Il pourra partager l’immense pression avec un autre vieux briscard, Carlos Alberto Parreira, 69 ans, nommé, lui, au poste de directeur des équipes nationales, 18 ans après avoir remporté la Coupe du monde organisée aux Etats-Unis.

« Notre seul compromis est de chercher, de montrer ce qu’il y a de mieux dans notre football et c’est dans ce sens, dans ce but (de gagner le Mondial) que nous avons choisi ces deux grands champions respectés dans le monde entier, comme le sont Felipe Scolari et le champion Carlos Alberto Parreira », a déclaré le président de la CBF, José Maria Marin, lors d’une conférence de presse à Rio de Janeiro.
« Nous avons l’obligation de remporter le titre, nous allons travailler pour ça », a affirmé quant à lui Scolari.

S’il assure que le Brésil « n’est pas favori » de son Mondial, cet ancien défenseur, sans passé notable de joueur, essayera toutefois de trouver la formule gagnante pour tirer le meilleur de son effectif. Un pari qu’il avait réussi en 2002, mais aussi avec le Portugal, qu’il a mené à une place de finaliste de l’Euro-2004 puis de demi-finaliste du Mondial-2006.

Il y a en tout cas urgence pour les quintuples champions du monde, laissés avec plus de doutes que de certitudes après le mandat de deux ans de Mano Menezes, licencié vendredi dernier.

Avec « seulement » 21 victoires en 40 rencontres, et des défaites contre de nombreuses grandes nations (France, Allemagne, Argentine), Menezes n’avait réussi ni à imposer son style de jeu, ni à faire briller sa nouvelle génération de joueurs (Marcelo, Moura, Ganso…) organisée autour de la pépite Neymar.

Il reviendra donc à Scolari de trouver la bonne émulsion, avec à l’horizon immédiat le test grandeur nature que représente la Coupe des confédérations 2013, du 15 au 30 juin au Brésil et dont le tirage au sort a lieu samedi.
La Seleçao, descendue au 13e rang du classement Fifa, en est le tenant du titre et aura un aperçu de l’attente suscitée par ses performances, tout en s’étalonnant face à des adversaires de taille (Espagne, Italie, Mexique, Uruguay…).
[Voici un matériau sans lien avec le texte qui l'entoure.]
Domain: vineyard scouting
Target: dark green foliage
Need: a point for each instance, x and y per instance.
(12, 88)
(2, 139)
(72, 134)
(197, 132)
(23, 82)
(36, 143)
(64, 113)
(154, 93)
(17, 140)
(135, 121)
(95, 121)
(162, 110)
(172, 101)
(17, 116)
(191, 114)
Reste encore au technicien à chasser ses propres interrogations, après quatre années en demi-teinte à la tête de différents clubs.

Evincé en février 2009 après seulement huit mois à la tête de Chelsea – un club, certes, broyeur d’entraîneurs – Scolari a quelque peu disparu du paysage. Une pige lucrative en Ouzbékistan (2009-2010) plus tard, il est ensuite retourné au pays, aux commandes de Palmeiras.

L’expérience a toutefois tourné court en septembre dernier, après deux années marquées par une maigre Coupe du Brésil, Scolari payant les mauvais résultats du club paulista.

Il pourra trouver des premiers éléments de réponse dès le 6 février face à l’Angleterre en amical, déjà sous pression: le compte à rebours ne lui laissera plus alors que 16 mois.